Drilling Methods Have a Direct Impact on Well Efficiency and the Speed of Installation

Like virtually all contacting jobs and professions, well drilling has evolved over time and has come to encompass multiple drilling methods that meet different demands and use different equipment. Each of these methods works for different reasons, and each method will have a different impact on the performance of a new well. 

Percussion Drilling

The percussion drilling process actually uses a bit to "hammer" or "drum" the ground, slowly creating a well by hammering out pieces of earth strata that lie between the surface and the aquifer. While this is the oldest and most affordable method, it presents some efficiency challenges. Well lining must be installed as the percussion drilling proceeds, allowing for now performance-minded adjustments after completion. It also is the slowest of the drilling procedures and the one most likely to damage the land surrounding the new well.

Direct Rotary

Developed as a logical evolution of percussion drilling, the direct rotary process is one that solves many of the most common problems associated with the percussive process. The biggest advantage is that the rotary method actually allows for an evaluation and adjustment of the well hole before it is lined and made into a permanent fixture. This allows for the assessment of inefficiencies and the correction of any problems that might severely limit the performance of the well.
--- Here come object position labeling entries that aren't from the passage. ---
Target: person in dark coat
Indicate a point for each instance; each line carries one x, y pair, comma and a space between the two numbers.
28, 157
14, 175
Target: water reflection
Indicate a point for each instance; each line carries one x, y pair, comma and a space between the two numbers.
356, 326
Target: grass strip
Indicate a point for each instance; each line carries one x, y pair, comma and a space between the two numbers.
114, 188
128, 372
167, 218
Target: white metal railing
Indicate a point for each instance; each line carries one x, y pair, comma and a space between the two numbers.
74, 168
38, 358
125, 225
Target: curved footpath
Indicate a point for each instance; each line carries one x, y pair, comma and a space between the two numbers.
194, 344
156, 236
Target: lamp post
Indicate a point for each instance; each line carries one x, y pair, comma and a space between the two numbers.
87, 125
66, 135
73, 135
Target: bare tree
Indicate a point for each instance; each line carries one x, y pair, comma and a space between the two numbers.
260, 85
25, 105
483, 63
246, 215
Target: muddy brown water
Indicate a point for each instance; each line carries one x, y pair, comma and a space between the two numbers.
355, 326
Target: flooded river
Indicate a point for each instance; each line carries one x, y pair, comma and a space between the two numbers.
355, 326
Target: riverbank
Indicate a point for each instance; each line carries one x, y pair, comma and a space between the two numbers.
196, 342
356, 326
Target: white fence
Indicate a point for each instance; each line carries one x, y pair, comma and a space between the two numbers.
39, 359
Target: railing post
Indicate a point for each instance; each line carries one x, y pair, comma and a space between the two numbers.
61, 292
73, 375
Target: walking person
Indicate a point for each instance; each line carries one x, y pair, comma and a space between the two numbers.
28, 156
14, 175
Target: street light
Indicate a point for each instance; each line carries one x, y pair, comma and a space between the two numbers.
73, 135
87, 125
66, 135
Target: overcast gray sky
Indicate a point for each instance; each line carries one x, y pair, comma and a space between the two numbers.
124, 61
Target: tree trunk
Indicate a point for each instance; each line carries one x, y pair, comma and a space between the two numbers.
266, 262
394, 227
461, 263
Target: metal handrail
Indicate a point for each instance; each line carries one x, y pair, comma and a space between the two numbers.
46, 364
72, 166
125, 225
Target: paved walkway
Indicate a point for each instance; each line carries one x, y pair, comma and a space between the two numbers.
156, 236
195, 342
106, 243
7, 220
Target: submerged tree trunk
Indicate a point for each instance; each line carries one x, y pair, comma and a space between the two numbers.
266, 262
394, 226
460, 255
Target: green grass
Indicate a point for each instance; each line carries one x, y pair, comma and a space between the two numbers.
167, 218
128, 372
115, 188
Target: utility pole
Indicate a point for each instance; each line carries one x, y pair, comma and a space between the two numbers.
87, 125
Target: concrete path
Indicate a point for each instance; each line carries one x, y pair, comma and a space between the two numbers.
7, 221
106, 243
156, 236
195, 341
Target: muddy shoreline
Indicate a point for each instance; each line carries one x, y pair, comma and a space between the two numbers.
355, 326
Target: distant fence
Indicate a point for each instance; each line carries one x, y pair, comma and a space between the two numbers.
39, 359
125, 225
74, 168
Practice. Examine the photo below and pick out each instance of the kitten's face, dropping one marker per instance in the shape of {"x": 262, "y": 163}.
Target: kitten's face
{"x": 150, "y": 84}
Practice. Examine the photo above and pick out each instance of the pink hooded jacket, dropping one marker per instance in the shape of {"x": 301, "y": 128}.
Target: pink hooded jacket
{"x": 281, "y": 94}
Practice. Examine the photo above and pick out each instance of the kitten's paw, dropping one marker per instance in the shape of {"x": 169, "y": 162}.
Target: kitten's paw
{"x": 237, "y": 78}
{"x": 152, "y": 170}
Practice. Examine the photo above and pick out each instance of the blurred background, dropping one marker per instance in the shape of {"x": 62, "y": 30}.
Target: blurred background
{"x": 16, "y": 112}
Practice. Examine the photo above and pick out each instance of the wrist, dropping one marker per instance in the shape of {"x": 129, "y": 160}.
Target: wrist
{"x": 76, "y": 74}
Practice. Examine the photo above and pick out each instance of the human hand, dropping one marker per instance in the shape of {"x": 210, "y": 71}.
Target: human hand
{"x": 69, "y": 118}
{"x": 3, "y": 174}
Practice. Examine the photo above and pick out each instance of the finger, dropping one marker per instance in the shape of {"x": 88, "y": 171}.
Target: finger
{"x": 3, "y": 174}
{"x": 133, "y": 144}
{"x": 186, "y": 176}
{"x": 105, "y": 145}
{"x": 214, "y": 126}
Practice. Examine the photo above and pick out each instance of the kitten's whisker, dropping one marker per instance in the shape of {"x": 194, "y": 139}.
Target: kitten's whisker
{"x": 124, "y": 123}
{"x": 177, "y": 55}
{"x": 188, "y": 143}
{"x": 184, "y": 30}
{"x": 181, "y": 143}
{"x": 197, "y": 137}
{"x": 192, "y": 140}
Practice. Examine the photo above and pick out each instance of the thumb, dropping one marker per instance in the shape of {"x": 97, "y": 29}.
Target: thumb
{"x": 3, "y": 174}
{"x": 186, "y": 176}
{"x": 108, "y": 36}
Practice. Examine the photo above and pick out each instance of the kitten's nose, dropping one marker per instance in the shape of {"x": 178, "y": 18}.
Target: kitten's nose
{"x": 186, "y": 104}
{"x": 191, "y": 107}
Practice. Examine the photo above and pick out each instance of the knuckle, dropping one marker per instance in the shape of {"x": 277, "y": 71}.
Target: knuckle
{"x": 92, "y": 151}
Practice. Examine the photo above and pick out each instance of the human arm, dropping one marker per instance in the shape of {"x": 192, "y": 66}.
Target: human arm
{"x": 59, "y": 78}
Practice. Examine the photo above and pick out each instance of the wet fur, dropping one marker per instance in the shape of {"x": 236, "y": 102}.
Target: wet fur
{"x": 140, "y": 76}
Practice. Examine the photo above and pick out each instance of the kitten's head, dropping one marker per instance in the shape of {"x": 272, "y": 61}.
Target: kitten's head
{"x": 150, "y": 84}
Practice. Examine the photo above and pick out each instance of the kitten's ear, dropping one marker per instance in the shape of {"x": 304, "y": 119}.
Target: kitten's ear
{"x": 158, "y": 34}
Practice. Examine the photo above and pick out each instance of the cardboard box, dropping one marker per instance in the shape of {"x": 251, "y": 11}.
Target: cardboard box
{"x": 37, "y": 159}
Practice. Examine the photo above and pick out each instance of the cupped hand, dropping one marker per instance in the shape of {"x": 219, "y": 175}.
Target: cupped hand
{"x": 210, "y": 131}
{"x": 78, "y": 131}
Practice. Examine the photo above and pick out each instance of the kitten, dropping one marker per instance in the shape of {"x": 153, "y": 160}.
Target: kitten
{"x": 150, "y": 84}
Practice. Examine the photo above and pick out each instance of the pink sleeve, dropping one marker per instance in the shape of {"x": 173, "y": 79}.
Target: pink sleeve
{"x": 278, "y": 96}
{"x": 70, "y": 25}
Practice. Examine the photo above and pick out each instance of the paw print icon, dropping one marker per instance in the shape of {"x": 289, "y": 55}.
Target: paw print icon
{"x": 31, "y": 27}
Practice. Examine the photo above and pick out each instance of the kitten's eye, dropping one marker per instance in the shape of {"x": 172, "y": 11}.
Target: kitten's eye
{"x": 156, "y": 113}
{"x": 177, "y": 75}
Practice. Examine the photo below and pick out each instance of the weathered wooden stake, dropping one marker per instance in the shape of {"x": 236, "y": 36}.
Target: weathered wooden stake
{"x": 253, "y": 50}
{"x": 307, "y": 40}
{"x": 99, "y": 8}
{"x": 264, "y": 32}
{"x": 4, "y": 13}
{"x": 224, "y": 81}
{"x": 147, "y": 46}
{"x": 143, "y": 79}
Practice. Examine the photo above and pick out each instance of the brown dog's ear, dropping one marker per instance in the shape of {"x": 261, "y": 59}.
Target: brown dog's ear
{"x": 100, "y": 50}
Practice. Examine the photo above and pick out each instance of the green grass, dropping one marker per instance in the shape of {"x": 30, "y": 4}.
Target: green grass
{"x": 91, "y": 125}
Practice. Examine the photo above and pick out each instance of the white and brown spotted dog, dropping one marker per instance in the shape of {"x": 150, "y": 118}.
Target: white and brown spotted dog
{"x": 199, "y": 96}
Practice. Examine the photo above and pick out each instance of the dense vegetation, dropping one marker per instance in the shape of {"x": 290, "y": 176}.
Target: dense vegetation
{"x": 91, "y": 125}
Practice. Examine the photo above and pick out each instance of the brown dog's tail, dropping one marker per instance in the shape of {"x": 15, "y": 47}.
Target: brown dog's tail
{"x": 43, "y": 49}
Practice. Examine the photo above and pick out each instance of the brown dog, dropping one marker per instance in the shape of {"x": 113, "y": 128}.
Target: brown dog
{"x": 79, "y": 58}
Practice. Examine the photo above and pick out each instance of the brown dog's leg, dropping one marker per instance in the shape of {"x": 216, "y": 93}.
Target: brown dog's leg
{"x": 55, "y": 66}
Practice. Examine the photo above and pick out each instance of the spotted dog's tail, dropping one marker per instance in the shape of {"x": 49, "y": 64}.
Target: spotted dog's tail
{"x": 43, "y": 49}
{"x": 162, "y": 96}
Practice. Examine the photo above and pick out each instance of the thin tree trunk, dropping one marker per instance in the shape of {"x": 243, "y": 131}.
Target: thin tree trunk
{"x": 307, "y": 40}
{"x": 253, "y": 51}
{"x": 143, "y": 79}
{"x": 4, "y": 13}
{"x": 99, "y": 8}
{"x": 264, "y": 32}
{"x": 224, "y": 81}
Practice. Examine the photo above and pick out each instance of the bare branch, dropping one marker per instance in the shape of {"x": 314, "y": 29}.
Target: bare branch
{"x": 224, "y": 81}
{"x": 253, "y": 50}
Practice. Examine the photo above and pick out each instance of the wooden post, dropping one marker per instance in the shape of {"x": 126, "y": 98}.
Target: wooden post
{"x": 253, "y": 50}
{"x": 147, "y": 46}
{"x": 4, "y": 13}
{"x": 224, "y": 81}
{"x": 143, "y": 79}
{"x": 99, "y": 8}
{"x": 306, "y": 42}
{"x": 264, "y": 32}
Rotary drilling itself is highly efficient, and the wells it creates are likely to be more efficient as well. Perhaps the only drawback of this method is a strict, 22-inch limitation on the size of the well hole.

Reverse Rotary Drilling

The reverse rotary drilling process trades Bentonite drilling fluid for water and, instead of placing drilling fluid around the outside of the bit, it is carried up through the center of the hardware. That allows for even less compaction than regular rotary drilling, creating a well that is both more efficient and more durable in the long-term.

Reverse rotary drilling also allows for the creation of wells larger than 22 inches in diameter, making it a great option for commercial and agricultural wells that serve larger purposes. This type of drilling generally creates smoother, larger, and higher-performing wells than either of the other two options.

Engineering Concerns: From Screens to Gravel Pack and Special Finishing Processes

As is the case with virtually any technology or construction project, it is often the finer details that can make or break the efficiency of a new well. From well screens to gravel pack, contractors have a number of finishing tools at their disposal to ensure increased well performance.

Well Screens

The use of well screens is a relatively recent development, but one that is very important for long-term well performance. These screens are placed at the bottom of the well opening, protecting the water from being contaminated with sand and silt. This increases the efficiency of the well's pumping equipment, as excess sand and silt can clog moving parts and lead to a great deal of energy drain. With a variety of screen types and materials, there's one for virtually every type of well or landscape.

Gravel Pack Procedures

Gravel pack supplements a well screen by acting as a natural filter between the well's walls and the earth strata that surround it. A tight gravel pack can actually filter out sand and silt without manmade materials, acting as a one-two punch complimentary to screen installation.

The Well Development Process

Well development allows engineers to compensate for any damage done to the ground in the area where the well was installed. Using gravel pack and other techniques, they can undo the damage done to certain layers of the earth that might later collapse or present problems to the well's efficiency. This allows the well to perform better for a longer period of time, and it reduces the likelihood of time-consuming maintenance years after completion.

Attention to Detail Creates Better Wells

From gravel pack to choosing the right kind of drilling process for each well, contractors should get to know the finer details of the well's function and environment, and then create a plan of action that compensates for those unique characteristics. By planning for the future and compensating for unique engineering issues, wells can be designed to perform well for decades to come.